Tags/Search/Lineage
Hopsworks supports free-text search for ML assets:
- features,
- feature groups,
- feature views,
- training data,
- models, and
- deployments.
You can use the search bar at the top of your project to free-text search for the names or descriptions of any ML asset. You can also search using keywords or tags that are attached to an ML asset. A keyword is a single user-defined word attached to an ML asset. Keywords can be used to help it make it easier to find ML assets or understand the context in which they should be used (for example, PII could be used to indicate that the ML asset is based on personally identifiable information.
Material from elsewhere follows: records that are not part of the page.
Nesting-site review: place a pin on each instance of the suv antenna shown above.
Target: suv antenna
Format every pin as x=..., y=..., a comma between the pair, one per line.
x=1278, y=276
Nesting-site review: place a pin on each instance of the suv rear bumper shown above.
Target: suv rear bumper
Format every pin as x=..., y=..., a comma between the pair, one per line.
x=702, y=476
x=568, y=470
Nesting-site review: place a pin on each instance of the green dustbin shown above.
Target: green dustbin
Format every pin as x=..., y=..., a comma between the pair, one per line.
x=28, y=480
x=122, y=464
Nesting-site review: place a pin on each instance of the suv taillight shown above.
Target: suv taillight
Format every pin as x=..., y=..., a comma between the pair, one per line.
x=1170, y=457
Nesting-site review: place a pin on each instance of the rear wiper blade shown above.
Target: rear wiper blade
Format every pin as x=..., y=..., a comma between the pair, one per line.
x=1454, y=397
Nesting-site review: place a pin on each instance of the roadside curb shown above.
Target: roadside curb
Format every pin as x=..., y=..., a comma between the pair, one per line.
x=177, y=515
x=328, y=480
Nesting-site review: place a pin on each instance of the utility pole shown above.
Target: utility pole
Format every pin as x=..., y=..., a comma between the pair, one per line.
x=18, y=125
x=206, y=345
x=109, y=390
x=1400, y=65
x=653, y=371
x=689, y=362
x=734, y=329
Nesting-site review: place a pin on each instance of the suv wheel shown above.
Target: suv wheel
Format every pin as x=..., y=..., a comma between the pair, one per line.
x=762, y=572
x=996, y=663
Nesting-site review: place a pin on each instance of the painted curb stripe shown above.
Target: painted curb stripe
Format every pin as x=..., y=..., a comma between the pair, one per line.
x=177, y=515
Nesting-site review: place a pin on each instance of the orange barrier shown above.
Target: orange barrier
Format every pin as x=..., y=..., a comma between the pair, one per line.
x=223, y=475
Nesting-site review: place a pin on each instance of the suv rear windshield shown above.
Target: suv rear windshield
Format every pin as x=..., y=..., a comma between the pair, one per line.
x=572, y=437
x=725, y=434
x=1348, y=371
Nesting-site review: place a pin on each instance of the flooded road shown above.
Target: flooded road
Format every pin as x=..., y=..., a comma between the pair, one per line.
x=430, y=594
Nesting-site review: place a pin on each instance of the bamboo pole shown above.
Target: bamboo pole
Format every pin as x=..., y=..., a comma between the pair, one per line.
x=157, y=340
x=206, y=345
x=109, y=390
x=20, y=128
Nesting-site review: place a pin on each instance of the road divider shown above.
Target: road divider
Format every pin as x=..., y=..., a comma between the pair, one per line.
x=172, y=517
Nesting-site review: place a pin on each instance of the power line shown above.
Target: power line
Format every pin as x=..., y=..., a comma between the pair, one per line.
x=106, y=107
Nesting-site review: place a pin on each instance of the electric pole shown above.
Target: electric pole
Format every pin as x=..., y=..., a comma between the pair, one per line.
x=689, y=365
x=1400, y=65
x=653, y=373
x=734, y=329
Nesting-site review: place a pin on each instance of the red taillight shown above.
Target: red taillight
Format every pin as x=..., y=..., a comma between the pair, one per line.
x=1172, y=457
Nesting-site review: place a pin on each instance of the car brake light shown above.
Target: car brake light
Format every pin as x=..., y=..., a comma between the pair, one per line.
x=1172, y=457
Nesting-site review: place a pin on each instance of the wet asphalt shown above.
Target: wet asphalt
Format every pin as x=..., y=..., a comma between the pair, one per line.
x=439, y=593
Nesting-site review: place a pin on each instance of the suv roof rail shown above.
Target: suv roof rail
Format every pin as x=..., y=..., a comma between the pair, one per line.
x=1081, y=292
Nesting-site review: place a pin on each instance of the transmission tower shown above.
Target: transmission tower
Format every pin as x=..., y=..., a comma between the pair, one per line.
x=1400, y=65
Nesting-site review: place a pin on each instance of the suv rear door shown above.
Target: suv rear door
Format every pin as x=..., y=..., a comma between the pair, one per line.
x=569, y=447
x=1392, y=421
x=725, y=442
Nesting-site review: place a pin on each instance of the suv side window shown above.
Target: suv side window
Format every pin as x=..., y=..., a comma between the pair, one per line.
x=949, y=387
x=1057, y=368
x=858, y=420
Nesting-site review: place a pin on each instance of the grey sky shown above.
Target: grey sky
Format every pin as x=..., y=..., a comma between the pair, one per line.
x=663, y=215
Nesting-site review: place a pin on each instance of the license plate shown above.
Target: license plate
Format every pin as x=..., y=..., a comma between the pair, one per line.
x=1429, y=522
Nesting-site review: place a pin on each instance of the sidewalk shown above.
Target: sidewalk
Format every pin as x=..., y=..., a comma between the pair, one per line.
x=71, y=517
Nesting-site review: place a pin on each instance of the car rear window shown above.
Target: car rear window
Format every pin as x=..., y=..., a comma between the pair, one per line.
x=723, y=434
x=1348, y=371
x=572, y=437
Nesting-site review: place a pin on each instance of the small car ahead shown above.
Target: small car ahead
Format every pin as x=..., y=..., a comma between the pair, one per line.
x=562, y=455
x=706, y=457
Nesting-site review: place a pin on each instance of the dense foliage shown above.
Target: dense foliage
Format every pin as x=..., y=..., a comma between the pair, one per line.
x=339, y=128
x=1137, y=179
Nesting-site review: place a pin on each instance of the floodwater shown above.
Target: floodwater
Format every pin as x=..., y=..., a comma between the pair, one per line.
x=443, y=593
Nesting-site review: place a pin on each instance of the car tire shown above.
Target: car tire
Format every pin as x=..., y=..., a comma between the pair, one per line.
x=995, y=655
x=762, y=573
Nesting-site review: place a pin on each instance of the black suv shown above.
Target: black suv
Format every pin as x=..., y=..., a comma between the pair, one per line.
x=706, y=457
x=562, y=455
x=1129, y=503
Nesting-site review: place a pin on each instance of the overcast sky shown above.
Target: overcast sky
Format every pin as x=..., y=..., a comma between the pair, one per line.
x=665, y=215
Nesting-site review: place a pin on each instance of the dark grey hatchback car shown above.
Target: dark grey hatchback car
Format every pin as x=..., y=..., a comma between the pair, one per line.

However, it may be preferable to have a stronger governance framework for ML assets than keywords alone. For this, you can define a schematized tag, defining a list of key/value tags along with a type for a value. In the figure below, you can see an example of a schematized tag with two key/value pairs: pii of type boolean (indicating if this feature group contains PII data), and owner of type string (indicating who the owner of the data in this feature group is). Note there is also a keyword defined for this feature group called eu_region, indicating the data has its origins in the EU.
Lineage#
Hopsworks tracks the lineage (or provenance) of ML assets automatically for you. You can see what features are used in which feature view or training dataset. You can see what training dataset was used to train a given model. For assets that are managed outside of Hopsworks, there is support for the explicit definition of lineage dependencies.